Al Maktoum International Airport in Jebel Ali may soon see chartered flights, private jets on its runways after its official opening on Thursday.
Al Maktoum airport up and running
Al Maktoum International Airport in Jebel Ali officially opened yesterday, clearing the runways for chartered flights, private jets and other general aviation.
Dubai Airports unveiled the emirate's newest airport and the future home of Emirates Airline after regulatory approval on Wednesday from the UAE General Civil Aviation Authority.
Although the opening of the airport's passenger terminal has been delayed until the end of the year there will still be plenty of activity there, said Lorne Riley, the head of corporate communications at Dubai Airports.
"You will see general aviation, which are private aircraft or companies that charter small jets and aircraft, flying passengers in and out," Mr Riley said.
"It's not for the general public per se. General aviation is typically related to people who operate their own aircraft, or companies that operate their own charters for corporate and private travel." Al Maktoum has a facility to process passengers and airline crew through the airport in the short-term before the passenger terminal opens, said Mr Riley.
The first company to sign on is Al Futtaim Services Company in a joint venture with a jet operator in Europe, said Dubai Airports.

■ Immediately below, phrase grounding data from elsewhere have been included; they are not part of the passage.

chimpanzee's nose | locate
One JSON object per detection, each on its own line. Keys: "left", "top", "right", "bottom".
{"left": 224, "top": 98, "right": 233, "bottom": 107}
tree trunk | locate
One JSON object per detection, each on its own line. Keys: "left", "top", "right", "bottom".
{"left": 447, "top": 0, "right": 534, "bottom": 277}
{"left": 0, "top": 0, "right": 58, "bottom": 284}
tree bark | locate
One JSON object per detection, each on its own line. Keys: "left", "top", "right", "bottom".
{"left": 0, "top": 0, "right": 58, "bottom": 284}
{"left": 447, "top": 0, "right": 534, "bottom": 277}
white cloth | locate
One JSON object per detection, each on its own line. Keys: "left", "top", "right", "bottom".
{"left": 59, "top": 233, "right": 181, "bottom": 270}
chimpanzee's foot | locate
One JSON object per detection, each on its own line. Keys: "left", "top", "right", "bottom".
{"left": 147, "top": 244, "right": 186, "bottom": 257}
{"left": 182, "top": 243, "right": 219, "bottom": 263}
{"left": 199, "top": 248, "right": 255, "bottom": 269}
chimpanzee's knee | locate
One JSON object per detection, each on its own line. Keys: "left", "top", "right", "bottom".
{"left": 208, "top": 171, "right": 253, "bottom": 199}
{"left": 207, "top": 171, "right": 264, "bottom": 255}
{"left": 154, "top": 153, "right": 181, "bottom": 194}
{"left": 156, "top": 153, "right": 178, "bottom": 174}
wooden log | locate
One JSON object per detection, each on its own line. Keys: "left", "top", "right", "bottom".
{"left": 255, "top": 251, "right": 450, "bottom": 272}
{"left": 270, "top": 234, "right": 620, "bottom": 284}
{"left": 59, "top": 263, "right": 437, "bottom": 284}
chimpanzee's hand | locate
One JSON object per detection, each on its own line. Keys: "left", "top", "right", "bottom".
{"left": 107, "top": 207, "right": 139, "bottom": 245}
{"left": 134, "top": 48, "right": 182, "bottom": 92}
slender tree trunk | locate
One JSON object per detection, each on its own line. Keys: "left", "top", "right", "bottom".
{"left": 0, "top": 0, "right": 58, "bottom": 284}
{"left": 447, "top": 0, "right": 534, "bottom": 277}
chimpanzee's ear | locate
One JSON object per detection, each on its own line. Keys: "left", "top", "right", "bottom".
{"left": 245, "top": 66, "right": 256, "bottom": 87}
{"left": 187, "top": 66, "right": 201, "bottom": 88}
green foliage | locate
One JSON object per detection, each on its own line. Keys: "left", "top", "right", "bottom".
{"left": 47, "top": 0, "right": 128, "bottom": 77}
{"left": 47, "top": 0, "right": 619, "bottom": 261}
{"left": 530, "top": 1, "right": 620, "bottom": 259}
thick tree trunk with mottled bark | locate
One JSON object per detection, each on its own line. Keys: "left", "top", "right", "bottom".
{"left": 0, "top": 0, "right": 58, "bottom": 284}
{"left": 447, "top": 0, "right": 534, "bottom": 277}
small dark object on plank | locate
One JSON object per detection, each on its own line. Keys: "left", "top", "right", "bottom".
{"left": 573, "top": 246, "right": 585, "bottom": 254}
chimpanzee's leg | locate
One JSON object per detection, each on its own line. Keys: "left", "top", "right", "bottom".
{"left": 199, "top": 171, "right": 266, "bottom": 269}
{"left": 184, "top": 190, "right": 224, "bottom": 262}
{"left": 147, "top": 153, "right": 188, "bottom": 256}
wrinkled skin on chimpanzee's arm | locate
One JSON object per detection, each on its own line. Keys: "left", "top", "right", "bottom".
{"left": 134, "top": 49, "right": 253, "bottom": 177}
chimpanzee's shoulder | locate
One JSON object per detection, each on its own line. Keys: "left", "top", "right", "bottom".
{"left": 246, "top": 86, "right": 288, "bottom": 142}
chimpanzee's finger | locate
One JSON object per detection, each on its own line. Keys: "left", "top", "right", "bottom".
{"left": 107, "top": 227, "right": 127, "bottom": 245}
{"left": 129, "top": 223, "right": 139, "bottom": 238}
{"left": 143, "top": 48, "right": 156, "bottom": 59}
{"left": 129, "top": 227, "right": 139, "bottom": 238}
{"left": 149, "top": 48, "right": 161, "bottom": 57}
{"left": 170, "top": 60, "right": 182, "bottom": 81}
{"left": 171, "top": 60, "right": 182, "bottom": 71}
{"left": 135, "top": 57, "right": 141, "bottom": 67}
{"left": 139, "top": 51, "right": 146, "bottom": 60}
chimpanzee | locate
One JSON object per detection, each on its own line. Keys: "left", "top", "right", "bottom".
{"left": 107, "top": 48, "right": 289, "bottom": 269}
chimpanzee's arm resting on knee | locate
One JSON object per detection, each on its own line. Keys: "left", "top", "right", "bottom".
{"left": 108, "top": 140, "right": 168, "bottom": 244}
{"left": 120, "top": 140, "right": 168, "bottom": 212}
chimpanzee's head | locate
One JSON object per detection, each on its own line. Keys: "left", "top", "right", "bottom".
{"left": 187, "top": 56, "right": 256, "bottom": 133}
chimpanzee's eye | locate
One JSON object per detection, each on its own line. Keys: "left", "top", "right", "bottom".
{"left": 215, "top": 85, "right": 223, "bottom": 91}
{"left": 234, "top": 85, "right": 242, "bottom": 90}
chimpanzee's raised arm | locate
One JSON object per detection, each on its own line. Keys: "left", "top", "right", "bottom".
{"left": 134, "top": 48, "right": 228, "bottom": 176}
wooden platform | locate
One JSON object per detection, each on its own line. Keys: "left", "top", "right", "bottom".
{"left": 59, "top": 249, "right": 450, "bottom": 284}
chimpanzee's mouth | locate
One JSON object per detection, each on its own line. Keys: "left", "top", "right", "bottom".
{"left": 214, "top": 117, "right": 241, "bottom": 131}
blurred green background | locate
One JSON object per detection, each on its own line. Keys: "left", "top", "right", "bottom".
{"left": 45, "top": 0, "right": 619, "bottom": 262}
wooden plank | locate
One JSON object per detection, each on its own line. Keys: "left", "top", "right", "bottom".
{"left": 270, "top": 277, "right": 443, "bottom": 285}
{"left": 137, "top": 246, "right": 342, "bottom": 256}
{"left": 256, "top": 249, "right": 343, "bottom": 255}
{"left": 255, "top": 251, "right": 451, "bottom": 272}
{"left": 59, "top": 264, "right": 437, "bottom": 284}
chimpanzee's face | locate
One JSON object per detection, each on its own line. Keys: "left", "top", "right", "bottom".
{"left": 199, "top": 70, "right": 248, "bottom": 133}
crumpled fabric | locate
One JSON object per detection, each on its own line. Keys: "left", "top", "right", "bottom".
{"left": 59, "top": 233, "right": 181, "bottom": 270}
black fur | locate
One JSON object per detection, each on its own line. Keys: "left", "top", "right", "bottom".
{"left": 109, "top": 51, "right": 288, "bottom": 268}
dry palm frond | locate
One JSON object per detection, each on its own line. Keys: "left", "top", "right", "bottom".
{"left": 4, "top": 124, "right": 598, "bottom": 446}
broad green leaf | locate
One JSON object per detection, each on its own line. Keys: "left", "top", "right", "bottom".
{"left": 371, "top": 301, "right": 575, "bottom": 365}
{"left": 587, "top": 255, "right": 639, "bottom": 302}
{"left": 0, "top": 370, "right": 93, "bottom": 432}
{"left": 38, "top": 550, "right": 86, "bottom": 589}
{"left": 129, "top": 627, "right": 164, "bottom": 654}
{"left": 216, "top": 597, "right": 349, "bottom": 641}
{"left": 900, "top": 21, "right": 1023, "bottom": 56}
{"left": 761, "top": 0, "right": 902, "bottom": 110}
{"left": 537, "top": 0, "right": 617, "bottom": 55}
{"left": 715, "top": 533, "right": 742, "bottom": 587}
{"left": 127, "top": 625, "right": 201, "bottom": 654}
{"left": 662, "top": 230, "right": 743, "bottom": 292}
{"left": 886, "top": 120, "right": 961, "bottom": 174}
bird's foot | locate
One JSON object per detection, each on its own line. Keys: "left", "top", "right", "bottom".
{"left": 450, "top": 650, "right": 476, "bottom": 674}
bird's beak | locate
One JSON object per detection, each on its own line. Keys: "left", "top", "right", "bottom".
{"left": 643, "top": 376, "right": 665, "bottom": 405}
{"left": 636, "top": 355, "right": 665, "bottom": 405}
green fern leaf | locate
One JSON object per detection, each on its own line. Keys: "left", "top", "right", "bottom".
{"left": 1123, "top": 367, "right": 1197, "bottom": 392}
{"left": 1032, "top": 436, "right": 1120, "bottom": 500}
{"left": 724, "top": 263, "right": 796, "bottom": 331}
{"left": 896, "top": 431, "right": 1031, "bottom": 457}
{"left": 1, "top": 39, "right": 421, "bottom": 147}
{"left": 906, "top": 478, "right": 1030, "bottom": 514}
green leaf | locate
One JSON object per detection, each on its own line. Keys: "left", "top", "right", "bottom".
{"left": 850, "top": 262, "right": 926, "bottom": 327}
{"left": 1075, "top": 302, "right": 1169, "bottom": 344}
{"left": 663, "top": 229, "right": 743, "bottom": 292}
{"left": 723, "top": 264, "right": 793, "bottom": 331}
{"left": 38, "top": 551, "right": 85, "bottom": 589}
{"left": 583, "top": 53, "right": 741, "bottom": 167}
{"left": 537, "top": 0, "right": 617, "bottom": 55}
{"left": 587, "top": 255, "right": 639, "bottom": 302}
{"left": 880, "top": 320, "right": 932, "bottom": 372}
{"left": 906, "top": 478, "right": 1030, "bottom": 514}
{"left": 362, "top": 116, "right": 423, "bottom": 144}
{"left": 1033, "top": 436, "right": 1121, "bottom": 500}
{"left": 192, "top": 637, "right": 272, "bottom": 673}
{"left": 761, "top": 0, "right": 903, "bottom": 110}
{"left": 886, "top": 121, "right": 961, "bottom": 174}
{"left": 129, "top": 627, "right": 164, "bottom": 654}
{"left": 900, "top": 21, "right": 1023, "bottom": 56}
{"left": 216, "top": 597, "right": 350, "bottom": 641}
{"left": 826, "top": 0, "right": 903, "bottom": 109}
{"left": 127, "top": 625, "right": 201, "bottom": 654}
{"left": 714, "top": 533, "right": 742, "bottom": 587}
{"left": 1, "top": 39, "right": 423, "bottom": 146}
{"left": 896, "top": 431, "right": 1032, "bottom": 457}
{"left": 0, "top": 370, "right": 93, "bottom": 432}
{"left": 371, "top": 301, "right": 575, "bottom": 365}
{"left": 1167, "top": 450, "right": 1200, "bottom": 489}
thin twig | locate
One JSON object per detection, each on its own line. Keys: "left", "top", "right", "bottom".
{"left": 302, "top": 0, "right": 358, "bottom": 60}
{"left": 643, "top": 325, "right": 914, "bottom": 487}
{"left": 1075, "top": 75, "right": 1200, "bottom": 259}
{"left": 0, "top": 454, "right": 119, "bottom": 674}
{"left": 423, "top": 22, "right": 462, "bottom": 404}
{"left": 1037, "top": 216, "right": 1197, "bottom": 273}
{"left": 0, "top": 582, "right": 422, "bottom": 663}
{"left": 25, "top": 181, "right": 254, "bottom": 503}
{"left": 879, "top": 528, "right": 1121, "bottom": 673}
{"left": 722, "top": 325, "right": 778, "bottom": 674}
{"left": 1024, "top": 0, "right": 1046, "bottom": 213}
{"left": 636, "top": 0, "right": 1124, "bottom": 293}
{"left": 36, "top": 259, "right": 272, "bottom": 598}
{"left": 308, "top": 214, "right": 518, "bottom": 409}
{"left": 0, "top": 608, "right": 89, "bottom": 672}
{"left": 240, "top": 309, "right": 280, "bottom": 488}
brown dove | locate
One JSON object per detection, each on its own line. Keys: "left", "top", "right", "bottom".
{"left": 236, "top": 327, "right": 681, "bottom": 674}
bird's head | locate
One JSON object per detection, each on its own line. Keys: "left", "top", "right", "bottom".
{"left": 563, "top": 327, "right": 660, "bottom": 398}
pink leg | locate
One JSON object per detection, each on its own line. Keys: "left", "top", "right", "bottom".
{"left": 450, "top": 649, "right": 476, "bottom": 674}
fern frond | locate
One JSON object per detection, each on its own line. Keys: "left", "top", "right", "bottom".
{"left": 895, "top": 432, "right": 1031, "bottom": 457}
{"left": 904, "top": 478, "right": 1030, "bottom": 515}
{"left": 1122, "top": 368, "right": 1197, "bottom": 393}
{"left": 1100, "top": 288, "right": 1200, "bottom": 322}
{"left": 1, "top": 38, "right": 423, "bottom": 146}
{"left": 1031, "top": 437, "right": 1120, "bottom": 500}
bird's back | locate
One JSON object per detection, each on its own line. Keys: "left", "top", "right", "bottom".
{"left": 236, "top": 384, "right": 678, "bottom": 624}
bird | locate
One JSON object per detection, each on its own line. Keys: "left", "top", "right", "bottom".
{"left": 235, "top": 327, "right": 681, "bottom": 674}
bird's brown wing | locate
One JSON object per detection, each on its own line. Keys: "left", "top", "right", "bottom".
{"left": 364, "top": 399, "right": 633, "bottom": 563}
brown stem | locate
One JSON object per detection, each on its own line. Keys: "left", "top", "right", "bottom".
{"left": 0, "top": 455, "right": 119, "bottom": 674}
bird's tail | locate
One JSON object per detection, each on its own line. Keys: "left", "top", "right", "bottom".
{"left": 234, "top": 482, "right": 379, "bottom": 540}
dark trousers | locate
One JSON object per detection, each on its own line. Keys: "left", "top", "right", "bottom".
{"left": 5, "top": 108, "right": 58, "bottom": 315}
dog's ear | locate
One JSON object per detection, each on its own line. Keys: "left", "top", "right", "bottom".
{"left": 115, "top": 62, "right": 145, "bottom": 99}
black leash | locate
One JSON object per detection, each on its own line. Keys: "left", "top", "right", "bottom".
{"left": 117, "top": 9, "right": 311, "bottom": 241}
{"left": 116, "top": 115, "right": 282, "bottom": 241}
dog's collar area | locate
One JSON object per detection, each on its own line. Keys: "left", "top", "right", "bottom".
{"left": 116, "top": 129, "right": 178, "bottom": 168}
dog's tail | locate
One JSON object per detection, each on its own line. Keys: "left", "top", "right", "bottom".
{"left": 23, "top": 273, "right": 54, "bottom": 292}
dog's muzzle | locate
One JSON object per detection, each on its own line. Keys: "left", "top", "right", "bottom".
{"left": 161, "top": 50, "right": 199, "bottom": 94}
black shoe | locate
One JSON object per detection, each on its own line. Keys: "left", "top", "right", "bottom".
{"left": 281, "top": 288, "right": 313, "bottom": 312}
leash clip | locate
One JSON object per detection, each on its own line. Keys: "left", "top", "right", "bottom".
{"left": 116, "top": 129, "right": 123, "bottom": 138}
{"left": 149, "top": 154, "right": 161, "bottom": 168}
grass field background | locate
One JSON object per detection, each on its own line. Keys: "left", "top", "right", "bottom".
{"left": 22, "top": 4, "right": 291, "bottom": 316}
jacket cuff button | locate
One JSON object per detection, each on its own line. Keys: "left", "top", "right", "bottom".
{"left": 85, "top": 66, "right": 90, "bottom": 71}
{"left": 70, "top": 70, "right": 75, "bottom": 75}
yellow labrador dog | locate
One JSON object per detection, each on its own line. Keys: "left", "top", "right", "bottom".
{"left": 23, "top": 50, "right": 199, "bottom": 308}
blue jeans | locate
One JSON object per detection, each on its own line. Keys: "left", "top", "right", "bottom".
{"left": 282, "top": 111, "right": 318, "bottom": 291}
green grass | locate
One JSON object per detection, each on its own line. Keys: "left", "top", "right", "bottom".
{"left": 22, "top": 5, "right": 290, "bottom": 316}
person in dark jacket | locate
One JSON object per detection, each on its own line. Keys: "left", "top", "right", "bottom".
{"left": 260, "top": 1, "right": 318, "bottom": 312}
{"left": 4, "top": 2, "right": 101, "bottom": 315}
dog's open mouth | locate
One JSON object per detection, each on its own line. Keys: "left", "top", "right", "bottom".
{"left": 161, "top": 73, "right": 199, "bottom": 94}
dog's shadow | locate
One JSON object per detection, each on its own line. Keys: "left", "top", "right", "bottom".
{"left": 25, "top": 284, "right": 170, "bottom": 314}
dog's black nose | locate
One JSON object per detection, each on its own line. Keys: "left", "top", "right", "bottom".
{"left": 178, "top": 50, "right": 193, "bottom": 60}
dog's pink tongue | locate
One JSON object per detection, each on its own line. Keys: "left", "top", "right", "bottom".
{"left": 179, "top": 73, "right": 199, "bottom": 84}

Al Futtaim has a fleet of 12 aircraft of which four will initially be put into operation, starting with one daily flight and gradually increasing in frequency. A start date is yet to be finalised.
But Mr Riley is expecting the airport to handle between 25 and 40 landings or take-offs daily by the end of the year.
Al Maktoum International Airport began cargo flights last summer but pushed back the opening of passenger flights until the fourth quarter of this year. It will eventually become the base for Emirates Airline and serve more than 100 other airlines flying into Dubai.
The airport is slated to become one of the largest in the world when completed by about 2030, with five runways, four terminal buildings and the capacity to handle 160 million passengers a year, and 12 million tonnes of cargo.